Giorgos Mylonogiannis (Γιώργος Μυλωνογιάννης; 1909 – 1954) was a Greek poet.

==Early life and education==
He was born in 1909 in Chania, Crete, and settled in Athens with his family in 1915. He studied philology at the University of Athens, with a penchant for foreign languages and a broad intellectual culture. He published poems in literary magazines while working as a journalist, publisher and director in many publications.

== Career ==
His first poetry collection: "Towards the Light..." (1936), followed by "Metheortia" (1948) and "Anaglifa" (1951). Also known as "G. Perastikos", he maintained a literary column in the magazine Neohellenika Grammata, where he also criticized interviews with other writers. He wrote significant criticism of Skarimbas, initially as an admirer but then as a fierce critic.

=== Poetic themes ===
His poetry is characterized by a melancholic, pessimistic, introverted mood, with a clear influence from Karyotakis.
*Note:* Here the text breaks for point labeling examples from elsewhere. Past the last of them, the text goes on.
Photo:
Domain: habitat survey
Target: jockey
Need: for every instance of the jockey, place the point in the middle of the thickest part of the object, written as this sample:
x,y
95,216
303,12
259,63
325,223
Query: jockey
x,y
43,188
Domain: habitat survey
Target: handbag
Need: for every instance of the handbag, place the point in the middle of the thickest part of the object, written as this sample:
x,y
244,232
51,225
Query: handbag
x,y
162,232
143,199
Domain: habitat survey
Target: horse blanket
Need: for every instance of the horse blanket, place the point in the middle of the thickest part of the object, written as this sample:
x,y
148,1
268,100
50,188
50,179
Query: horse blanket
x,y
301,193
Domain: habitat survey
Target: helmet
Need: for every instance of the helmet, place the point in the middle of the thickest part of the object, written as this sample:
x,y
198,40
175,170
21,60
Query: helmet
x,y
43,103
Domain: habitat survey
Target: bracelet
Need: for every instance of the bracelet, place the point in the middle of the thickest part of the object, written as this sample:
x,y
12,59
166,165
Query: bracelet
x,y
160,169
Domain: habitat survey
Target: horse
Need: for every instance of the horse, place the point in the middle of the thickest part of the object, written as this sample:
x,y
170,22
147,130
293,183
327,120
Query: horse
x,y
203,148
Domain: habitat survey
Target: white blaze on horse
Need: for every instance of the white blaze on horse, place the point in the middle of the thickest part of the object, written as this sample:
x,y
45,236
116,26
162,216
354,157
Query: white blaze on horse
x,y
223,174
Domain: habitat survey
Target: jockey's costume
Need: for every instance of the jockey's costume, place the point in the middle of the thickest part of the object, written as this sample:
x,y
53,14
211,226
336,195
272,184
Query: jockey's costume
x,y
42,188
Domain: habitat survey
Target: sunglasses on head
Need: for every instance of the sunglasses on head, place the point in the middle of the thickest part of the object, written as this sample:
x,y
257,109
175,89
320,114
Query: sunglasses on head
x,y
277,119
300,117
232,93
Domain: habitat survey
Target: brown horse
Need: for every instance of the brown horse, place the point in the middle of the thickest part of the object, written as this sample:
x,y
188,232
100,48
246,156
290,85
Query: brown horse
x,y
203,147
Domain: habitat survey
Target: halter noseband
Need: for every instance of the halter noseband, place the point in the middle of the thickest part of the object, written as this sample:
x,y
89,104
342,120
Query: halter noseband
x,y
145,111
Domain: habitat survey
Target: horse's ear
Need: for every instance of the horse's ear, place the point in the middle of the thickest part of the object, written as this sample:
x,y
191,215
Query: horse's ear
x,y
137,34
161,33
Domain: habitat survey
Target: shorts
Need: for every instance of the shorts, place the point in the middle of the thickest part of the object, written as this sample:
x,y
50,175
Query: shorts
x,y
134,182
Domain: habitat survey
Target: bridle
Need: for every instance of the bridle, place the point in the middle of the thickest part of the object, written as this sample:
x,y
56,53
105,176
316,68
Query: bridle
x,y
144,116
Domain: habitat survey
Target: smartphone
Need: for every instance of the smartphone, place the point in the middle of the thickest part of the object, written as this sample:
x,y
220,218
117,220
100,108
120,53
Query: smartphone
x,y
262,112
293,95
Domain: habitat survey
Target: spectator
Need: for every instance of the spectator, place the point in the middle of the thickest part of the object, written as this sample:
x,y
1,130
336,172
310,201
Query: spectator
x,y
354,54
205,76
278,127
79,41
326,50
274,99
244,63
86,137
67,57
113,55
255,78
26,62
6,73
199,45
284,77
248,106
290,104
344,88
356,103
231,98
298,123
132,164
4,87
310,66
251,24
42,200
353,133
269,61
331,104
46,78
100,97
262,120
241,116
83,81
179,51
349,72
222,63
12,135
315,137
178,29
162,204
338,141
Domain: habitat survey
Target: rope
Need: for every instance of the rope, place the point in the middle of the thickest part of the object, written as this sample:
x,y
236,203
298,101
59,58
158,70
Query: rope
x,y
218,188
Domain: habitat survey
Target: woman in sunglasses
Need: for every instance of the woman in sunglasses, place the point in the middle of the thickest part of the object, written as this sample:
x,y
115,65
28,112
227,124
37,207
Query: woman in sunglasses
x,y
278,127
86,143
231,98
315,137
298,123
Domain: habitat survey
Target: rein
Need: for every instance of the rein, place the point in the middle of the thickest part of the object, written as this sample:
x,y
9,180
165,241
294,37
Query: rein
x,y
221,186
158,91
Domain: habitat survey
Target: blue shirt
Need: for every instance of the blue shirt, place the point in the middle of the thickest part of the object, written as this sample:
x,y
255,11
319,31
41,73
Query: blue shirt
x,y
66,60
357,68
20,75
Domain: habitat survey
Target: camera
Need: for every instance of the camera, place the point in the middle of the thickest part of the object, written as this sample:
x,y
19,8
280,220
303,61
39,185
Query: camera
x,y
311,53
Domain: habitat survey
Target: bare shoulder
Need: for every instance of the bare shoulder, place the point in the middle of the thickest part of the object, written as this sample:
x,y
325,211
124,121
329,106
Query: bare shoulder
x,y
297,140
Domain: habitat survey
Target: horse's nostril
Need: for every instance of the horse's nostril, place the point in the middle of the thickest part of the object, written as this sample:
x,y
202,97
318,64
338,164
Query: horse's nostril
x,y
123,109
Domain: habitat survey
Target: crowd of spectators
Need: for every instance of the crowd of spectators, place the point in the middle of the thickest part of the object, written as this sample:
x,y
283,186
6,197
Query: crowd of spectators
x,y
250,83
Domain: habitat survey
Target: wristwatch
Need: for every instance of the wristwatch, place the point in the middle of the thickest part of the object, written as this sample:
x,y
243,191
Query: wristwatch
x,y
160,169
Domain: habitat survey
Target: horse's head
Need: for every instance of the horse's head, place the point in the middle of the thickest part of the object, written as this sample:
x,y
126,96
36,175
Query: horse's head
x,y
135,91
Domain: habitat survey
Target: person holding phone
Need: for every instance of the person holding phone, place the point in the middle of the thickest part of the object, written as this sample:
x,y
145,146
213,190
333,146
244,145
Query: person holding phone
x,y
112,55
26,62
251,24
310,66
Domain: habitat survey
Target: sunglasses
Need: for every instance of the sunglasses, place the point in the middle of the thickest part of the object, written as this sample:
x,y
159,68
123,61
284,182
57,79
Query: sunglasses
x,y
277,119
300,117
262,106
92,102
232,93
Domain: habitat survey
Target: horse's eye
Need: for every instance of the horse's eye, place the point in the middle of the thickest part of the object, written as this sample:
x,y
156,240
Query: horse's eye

It is distinguished by its immediacy and violent emotional presence — often with intense, painful honesty.

== Death ==
He struggled with drug addiction, which was a manifestation of his "mental loneliness". He died in Dromokaiteio in August 1954, in a destitute state.

== Legacy ==
The author Yannis Papakostas has dedicated a monograph entitled "Open the windows to the light", which explores the poetry and critical work of Mylonogiannis.

He is recognized as one of the last poets of the interwar period, who rendered with intensity the morbid transition of his era.

His poems have been set to music by Thanos Anestopoulos and the group Domenica.